In Pattern 1 I'm pretty sure the so-called business services will include at least some services that Boris would regard as data services in other circumstances. I don't mind that, except that it undermines what follows. In Pattern 2 If only some data access routines are presented as business services, then pattern 2 is no different from pattern 1. If *all* data access routines are presented as business services, that seems like a pointless academic exercise. Pattern 3 This seems to add another tier in the platform, meaning extra message passing and network use, and impose another a layer on all applications, meaning extra dev and test effort. For what? I see the benefit to vendors - more service bus sales. I see the benefit to enterprise architects - one technical architecture imposed on everybody. The benefits to app dev teams are obscure. Extra tiers and layers can complicate more than they simplify. Missing Pattern 4 Where BEA sell to an enterprise both an ESB (enterprise service bus) and a DAT (data abstraction technology), then what is to stop the enterprise implementing some "data services" on the ESB and some "business services" on the DAT? Nothing, unless Boris can redefine for us a data service so as to distinguish it from a business service which (directly or indirectly) accesses enterprise data. Can you tell the difference when you look at the invocation/reply interface? If you can tell, then how? If you can't tell, then how can you judge whether somebody has implemented any of these patterns or not?

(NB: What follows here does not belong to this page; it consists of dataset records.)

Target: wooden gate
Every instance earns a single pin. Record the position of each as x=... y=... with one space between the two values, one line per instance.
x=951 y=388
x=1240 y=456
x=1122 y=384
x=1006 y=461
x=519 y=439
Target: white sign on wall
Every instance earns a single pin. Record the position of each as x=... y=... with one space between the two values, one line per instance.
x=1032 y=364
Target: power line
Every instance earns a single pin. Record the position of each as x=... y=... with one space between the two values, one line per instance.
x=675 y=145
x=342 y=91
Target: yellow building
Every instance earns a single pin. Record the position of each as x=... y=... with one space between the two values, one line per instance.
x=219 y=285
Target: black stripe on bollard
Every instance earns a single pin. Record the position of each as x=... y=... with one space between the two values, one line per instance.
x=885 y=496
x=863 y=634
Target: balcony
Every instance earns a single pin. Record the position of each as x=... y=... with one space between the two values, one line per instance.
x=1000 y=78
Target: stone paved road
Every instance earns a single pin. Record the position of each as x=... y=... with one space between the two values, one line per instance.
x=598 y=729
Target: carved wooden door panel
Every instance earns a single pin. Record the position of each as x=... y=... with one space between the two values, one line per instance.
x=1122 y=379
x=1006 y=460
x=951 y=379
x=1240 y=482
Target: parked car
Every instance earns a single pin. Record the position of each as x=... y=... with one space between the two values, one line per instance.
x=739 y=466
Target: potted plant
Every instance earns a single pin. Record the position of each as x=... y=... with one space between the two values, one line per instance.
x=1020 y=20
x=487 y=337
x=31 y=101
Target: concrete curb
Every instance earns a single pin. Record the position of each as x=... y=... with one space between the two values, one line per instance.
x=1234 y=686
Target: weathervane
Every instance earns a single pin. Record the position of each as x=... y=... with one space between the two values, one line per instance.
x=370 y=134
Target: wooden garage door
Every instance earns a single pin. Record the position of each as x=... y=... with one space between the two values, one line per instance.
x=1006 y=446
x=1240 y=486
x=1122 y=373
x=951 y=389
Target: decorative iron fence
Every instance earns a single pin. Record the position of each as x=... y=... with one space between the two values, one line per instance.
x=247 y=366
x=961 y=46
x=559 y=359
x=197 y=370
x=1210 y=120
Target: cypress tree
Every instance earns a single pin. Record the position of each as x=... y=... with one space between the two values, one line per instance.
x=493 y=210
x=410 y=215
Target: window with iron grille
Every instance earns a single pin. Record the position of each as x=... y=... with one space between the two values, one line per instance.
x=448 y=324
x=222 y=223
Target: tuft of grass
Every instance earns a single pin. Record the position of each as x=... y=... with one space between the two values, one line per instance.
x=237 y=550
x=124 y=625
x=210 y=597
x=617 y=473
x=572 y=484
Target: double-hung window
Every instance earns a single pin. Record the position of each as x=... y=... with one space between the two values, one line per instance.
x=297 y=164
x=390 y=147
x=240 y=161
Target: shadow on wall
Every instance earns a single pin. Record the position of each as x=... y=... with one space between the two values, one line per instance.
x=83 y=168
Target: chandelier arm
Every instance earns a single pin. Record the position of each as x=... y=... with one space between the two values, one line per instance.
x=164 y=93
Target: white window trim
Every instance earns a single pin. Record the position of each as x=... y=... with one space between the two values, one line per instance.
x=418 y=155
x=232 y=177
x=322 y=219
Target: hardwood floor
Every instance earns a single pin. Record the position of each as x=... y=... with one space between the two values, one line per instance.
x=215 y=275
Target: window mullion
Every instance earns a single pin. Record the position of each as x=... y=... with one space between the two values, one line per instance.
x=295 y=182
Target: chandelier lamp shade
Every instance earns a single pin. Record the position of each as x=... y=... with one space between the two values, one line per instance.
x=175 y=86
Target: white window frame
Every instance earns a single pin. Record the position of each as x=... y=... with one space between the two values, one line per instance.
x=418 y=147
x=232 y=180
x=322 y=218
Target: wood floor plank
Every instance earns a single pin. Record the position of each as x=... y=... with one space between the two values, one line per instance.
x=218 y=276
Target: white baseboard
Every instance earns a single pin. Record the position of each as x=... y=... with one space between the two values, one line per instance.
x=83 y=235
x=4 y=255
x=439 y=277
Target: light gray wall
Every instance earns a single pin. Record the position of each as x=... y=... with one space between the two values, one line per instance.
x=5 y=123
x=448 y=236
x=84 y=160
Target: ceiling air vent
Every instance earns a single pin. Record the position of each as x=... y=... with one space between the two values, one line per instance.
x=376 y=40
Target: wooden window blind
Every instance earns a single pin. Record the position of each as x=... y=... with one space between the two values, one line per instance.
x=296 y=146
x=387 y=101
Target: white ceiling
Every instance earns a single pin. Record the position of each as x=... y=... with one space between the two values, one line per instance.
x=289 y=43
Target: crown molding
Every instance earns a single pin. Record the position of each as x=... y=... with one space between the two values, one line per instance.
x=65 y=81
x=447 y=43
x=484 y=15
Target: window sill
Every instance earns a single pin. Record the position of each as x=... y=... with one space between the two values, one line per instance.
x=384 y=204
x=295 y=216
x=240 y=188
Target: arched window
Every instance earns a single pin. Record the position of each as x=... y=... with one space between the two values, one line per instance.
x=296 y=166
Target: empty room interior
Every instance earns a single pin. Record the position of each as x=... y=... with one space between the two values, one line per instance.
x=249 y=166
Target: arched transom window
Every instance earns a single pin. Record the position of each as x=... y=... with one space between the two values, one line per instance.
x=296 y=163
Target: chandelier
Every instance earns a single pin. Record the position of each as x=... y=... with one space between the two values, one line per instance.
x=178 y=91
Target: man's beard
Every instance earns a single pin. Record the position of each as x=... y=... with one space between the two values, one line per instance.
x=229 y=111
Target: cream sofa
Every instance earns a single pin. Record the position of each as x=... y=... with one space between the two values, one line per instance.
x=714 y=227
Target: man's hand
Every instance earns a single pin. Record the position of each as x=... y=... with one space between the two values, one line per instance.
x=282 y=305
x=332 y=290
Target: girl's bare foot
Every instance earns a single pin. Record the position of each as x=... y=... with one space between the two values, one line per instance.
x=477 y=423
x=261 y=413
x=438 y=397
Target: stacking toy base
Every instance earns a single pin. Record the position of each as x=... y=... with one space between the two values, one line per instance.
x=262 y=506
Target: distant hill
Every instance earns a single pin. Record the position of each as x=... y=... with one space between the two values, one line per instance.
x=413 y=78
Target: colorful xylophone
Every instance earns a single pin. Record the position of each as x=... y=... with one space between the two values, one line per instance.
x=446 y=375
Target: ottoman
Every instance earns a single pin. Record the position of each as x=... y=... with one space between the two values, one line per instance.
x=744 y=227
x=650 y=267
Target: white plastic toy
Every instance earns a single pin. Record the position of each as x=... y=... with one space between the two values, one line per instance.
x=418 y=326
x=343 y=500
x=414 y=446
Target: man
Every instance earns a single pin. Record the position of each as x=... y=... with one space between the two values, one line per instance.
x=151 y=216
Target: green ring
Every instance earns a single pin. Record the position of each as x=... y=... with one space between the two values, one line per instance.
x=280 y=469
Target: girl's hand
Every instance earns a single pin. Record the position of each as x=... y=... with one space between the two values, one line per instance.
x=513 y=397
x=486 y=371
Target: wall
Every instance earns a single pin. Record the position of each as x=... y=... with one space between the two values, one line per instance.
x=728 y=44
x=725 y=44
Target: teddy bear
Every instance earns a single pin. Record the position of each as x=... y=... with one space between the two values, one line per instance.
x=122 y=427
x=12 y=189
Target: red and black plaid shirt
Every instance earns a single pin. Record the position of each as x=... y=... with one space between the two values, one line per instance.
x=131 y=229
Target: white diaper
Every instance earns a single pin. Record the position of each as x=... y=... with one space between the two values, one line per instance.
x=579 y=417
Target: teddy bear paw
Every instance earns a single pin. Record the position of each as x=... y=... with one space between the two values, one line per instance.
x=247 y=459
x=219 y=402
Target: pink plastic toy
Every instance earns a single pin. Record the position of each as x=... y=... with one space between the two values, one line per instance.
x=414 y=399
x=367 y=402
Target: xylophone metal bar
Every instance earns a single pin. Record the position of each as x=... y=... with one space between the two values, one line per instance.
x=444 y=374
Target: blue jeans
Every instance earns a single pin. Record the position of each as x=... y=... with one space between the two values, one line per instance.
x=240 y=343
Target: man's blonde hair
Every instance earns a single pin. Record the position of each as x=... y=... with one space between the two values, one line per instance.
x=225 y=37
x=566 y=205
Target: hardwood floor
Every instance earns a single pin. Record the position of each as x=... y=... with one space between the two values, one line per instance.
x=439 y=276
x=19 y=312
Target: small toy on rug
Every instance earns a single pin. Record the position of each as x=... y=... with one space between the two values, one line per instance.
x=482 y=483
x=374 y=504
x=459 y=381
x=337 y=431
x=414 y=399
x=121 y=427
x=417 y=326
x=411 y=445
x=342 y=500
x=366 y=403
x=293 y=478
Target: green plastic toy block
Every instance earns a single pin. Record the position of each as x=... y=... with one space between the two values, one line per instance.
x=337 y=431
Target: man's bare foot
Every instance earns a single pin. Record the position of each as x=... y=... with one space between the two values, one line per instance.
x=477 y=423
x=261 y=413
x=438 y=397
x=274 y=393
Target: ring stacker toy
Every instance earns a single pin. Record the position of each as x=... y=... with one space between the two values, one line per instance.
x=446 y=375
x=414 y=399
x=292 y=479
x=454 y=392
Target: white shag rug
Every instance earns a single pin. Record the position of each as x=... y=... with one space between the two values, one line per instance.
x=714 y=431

Thanks Graham for detailed response. One of the things that was important to me when I was writing this article was to try to distinguish purely data service from the business services (I probably did not do it clear enough) Business services are autonomous and are designed to minimize coupling, where coupling has many many facets, including temporal one. This means that asynchronous invocation is preferred interaction paradigm for business services invocation. Data services, especially data retrieval often play by completely different rules, they are often synchoronous in nature and require very fast responce time. This alone makes you want to logically separate the two. The other issue, typical with update services is requirement for multilevel transactional support, which is not the major strength of services implementations. These two alone vouch for trying to approach data services differently from business services.